About us

Verified Crypto Payouts is a data product, not a review blog. We publish verifiable on-chain evidence about crypto-casino payouts.

What this site is

Verified Crypto Payouts is a data product, not a review blog. The site publishes verifiable on-chain evidence about crypto-casino payouts: which operator wallets are paying out, how often, and in what amounts. Every figure on the site resolves to a transaction hash you can check on the public block explorer yourself.

We do not currently conduct first-party withdrawal tests at scale. That part of the brand, "we tested it ourselves", would cost real money we do not have. We refuse to claim tests we did not run. Where a first-party test does exist, the page carries the redacted transaction hash. Where it does not, an audit-only banner says so.

How this site is different from a typical affiliate review

Most crypto-casino affiliate sites are written first and audited second. They start from "this casino is great, here is why" and reverse-engineer the evidence. We work the other way around. We start from the on-chain data: wallets attributed to operators by independent analytics, real outgoing USDT transfers, license numbers checked against regulator registries where possible. We write only what the data supports.

Three consequences of that:

  • An operator can appear on the leaderboard without being recommended. The leaderboard ranks by observed on-chain payout activity, not by editorial preference.
  • A "Watchlist" status on this site is not necessarily bad. It means we do not yet have enough independent evidence to give the operator a stronger signal. We say so plainly instead of dressing the gap as a positive.
  • Affiliate links are present on operator pages where we have a referral agreement. They carry FTC disclosure, do not affect our verdict, and are absent on Watchlist pages entirely.

Who runs this

The site is built and maintained by Dmitry K., a data engineer. I am not a gambling-industry insider. The methodology rests on what I can do well: wallet attribution, block-explorer parsing, registry lookups, structured data. It does not claim what I cannot back up.

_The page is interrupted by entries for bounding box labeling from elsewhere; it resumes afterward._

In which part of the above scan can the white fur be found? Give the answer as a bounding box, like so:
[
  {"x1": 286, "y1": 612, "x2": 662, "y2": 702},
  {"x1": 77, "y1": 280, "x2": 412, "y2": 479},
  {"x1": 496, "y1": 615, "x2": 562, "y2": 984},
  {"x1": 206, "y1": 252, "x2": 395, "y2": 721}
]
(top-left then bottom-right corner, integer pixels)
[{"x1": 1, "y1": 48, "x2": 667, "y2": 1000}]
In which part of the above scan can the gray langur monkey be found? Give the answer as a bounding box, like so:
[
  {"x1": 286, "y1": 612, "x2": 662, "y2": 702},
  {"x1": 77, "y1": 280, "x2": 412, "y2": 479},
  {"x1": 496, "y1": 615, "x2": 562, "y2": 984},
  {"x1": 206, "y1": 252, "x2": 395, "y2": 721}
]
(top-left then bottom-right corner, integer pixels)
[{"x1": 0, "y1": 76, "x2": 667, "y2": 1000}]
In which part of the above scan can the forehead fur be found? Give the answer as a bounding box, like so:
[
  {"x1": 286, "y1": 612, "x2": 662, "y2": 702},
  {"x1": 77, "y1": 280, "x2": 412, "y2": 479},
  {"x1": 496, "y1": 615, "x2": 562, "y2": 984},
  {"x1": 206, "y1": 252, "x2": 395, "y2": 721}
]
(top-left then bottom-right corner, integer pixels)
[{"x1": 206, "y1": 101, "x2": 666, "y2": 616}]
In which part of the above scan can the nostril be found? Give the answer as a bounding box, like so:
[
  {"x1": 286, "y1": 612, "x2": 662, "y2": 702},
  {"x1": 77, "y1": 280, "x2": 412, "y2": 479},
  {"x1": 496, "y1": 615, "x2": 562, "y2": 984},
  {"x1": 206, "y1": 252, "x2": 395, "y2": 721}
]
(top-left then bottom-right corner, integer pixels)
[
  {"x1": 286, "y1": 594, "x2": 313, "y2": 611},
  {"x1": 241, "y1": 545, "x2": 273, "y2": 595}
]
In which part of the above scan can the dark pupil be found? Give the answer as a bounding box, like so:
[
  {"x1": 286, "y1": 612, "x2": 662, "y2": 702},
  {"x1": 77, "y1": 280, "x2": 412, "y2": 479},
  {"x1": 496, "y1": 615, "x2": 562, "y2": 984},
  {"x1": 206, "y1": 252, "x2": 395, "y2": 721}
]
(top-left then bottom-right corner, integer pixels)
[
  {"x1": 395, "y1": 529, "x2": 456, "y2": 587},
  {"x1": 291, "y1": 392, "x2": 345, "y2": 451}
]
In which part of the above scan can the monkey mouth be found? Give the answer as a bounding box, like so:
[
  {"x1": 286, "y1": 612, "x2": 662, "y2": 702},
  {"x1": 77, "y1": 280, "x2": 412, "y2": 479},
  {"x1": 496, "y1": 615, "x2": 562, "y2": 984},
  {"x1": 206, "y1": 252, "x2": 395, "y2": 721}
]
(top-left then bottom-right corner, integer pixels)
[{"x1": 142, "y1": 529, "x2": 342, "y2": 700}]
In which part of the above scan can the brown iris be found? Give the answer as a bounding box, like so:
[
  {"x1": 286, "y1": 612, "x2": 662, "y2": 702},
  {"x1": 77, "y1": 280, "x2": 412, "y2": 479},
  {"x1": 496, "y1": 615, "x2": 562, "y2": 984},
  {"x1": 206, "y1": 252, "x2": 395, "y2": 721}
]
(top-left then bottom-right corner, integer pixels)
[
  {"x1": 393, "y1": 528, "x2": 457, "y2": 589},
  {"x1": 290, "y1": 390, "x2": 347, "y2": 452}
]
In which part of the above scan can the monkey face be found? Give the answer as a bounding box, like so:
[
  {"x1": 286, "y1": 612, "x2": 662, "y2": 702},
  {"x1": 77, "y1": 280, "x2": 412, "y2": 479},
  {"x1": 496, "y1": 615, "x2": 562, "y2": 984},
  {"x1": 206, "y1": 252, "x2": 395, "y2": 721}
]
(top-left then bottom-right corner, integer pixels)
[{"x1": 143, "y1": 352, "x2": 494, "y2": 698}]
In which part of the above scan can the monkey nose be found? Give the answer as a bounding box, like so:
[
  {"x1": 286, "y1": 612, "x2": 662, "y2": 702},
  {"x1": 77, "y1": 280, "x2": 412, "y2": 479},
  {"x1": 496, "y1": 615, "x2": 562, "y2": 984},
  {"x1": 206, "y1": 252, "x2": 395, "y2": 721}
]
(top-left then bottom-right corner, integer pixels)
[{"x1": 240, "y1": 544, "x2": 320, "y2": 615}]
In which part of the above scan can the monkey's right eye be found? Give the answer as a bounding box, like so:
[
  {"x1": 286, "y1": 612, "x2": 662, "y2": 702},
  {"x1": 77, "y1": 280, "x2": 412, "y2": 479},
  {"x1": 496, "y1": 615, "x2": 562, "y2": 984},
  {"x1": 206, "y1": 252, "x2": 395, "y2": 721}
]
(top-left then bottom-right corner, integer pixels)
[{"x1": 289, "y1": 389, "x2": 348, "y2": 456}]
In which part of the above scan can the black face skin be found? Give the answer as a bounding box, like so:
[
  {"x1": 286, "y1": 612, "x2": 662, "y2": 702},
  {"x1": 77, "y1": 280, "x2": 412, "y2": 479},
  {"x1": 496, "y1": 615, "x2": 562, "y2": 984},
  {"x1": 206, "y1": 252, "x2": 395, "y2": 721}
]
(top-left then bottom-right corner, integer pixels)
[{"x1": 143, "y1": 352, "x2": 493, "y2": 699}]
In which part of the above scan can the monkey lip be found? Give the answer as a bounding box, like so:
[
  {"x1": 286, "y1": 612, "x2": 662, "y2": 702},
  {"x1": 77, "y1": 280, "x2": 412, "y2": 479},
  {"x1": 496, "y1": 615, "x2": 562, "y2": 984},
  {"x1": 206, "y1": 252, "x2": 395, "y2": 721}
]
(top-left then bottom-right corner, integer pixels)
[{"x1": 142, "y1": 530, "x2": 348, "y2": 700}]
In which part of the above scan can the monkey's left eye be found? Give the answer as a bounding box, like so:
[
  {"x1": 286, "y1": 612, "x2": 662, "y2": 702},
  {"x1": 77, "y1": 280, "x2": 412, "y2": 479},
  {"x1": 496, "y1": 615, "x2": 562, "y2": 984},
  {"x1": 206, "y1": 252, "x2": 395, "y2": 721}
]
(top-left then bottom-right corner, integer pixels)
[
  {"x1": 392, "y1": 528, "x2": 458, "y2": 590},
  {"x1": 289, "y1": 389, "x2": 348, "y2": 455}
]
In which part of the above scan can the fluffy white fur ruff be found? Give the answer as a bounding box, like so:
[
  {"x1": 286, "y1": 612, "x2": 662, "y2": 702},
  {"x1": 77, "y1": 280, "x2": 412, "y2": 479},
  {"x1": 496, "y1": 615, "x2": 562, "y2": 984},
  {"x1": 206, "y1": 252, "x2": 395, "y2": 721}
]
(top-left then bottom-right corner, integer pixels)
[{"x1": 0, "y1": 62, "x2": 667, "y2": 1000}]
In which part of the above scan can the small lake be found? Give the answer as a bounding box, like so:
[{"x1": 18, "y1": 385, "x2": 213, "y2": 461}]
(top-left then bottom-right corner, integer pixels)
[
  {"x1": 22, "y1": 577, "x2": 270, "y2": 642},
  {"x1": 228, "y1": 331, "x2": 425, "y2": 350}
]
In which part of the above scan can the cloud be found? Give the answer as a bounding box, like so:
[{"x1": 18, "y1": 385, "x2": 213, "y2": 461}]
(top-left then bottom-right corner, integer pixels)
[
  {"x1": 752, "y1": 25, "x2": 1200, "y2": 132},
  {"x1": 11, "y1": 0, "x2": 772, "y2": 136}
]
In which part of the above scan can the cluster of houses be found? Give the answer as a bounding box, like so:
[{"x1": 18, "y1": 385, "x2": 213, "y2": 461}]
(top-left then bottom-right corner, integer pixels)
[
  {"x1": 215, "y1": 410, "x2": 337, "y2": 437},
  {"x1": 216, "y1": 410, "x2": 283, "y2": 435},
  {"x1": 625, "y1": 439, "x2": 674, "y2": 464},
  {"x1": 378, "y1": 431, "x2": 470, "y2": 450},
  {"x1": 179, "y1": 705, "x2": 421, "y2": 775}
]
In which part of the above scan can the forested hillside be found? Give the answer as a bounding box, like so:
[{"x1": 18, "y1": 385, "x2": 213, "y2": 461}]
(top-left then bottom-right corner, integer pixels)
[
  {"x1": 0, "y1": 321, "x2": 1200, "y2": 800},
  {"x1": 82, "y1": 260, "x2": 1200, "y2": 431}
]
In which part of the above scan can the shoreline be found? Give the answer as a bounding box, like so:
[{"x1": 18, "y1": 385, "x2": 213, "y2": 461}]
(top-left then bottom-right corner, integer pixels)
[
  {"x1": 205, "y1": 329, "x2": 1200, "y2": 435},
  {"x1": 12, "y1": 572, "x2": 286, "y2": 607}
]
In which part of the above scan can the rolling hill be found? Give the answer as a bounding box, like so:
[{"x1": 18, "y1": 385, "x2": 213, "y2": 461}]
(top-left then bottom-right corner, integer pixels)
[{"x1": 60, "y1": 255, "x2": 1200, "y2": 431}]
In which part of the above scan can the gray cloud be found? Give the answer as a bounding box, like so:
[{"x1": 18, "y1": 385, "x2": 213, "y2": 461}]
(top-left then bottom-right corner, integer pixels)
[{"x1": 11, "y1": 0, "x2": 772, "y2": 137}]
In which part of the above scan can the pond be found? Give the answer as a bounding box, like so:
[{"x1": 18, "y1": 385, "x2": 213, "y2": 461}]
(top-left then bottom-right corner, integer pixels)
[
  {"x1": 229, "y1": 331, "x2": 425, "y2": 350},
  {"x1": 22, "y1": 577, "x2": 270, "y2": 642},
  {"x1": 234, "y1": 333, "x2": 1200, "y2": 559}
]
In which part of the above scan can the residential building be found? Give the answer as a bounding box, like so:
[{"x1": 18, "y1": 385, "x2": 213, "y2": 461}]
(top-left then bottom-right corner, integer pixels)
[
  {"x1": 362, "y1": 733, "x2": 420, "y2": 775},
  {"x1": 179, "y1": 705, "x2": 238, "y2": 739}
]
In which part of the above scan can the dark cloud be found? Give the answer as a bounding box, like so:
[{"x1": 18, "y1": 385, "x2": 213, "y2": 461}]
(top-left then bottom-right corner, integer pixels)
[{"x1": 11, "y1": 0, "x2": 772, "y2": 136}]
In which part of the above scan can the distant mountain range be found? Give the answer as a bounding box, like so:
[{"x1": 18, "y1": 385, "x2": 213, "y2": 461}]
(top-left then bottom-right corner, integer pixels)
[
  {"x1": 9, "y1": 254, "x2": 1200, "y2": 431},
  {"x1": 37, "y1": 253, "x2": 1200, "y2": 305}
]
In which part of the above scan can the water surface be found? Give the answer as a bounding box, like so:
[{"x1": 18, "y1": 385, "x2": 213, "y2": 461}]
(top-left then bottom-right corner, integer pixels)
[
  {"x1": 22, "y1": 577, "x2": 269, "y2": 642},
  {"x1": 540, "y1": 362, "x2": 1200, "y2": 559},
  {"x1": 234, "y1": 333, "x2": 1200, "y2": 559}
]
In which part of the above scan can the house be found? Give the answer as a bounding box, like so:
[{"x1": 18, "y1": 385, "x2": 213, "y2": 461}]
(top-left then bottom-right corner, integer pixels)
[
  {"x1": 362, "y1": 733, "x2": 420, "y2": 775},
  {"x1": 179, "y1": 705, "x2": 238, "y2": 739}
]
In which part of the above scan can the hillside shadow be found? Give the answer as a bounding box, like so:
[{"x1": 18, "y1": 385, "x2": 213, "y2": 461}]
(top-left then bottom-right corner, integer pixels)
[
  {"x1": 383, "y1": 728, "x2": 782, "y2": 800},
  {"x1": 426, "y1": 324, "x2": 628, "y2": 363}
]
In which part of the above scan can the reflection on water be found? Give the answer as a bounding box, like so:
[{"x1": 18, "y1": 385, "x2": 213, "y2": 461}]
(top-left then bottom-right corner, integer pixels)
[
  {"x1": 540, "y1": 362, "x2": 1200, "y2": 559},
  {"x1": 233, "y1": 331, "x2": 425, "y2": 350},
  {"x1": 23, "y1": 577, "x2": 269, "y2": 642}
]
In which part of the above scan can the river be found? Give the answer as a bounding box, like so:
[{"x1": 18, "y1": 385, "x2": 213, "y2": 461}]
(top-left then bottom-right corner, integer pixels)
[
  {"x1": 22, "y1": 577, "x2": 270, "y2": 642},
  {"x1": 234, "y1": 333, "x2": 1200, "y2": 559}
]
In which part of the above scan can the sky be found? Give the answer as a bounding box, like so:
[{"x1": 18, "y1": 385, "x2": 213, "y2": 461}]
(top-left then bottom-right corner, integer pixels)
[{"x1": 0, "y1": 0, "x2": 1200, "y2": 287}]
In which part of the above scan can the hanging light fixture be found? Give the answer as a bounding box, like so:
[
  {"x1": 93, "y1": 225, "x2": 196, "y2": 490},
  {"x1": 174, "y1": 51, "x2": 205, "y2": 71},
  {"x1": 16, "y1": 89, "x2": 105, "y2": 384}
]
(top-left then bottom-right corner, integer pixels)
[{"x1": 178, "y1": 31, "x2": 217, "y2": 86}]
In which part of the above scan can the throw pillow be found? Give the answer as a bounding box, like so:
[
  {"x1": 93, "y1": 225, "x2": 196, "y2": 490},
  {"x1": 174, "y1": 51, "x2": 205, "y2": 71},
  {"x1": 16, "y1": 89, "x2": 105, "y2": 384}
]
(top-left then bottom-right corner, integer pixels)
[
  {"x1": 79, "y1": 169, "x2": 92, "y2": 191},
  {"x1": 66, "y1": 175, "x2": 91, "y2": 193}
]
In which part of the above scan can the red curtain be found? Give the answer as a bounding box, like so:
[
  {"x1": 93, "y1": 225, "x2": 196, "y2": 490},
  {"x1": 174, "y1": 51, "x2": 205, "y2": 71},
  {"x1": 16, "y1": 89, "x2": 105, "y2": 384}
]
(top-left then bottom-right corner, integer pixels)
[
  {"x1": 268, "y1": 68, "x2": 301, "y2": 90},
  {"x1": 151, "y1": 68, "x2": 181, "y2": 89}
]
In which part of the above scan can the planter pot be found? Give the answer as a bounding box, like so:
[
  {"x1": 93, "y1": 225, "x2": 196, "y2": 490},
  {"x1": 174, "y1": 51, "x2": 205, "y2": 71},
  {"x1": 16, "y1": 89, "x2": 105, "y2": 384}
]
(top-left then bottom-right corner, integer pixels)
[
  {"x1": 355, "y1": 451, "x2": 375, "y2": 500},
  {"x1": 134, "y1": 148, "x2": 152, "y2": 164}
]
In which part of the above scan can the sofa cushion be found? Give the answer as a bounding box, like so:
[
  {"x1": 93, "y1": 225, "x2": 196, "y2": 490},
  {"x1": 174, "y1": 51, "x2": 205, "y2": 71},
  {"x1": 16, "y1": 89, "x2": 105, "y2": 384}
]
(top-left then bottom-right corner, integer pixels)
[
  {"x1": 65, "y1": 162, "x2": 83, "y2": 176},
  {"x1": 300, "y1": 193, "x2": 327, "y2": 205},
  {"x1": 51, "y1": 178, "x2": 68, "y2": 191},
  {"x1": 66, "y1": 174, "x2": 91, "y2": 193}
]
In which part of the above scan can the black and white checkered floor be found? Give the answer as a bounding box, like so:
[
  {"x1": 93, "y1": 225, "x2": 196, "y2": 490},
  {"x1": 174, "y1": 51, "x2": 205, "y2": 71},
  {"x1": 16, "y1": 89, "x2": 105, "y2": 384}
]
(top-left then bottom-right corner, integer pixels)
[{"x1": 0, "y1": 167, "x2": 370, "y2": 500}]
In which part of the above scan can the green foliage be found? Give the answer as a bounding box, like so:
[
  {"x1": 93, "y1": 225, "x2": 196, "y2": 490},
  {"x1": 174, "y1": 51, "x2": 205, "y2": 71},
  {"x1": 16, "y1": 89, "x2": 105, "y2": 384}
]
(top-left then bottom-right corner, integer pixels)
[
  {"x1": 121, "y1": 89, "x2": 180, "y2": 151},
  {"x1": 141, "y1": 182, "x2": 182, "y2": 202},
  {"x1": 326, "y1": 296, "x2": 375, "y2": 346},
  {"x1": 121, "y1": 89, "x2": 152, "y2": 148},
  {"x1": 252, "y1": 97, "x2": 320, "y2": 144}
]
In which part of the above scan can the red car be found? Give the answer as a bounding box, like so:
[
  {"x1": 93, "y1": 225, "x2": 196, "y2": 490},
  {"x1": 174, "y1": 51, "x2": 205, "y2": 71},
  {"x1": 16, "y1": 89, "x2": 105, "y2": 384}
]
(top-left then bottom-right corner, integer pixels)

If you want to verify any claim on this site, every page links to its sources. The operator's own page is cited where the operator made a statement. The regulator registry is cited where a license can be cross-checked. The block explorer is cited for every transaction hash. If something here is wrong, the methodology page explains the corrections policy.

What this site does and does not do

We do:

  • Track real on-chain USDT payouts from operator-attributed wallets, daily.
  • Cross-check license numbers against UK Gambling Commission and Malta Gaming Authority registries where the regulator publishes one.
  • Surface adverse signals when we find them: expired licenses, name mismatches, missing registry confirmations.
  • Mark operators as Watchlist when our evidence is too thin to recommend.
  • Disclose every affiliate relationship with rel="sponsored" and a banner.

We do not:

  • Claim withdrawal tests we did not personally run.
  • Mark a license as "registry-verified" without a human who has clicked through to the regulator's own page.
  • Activate a payout wallet for tracking without a person confirming the Arkham Intelligence entity label.
  • Take payment for ranking position on the leaderboard. The leaderboard ranks by observed payout count and outflow only.

How to reach me

The fastest way to flag an error is to write to [email protected] with the page URL and the specific claim you are disputing. I read everything that comes in and reply within a few days. If your correction shows up in our methodology changelog, that page records what changed and why.

For operator wallet leads, that is, addresses you believe belong to a specific casino we have not yet tracked, there is a Suggest a wallet form. It funnels into the same review queue we use for everything else.

I do not take requests to remove negative information, change a verdict, or speed up a listing. The verdict logic is deterministic and lives in the code (see methodology). If you think the verdict for an operator is wrong, the way to change it is to provide evidence that changes the underlying signals.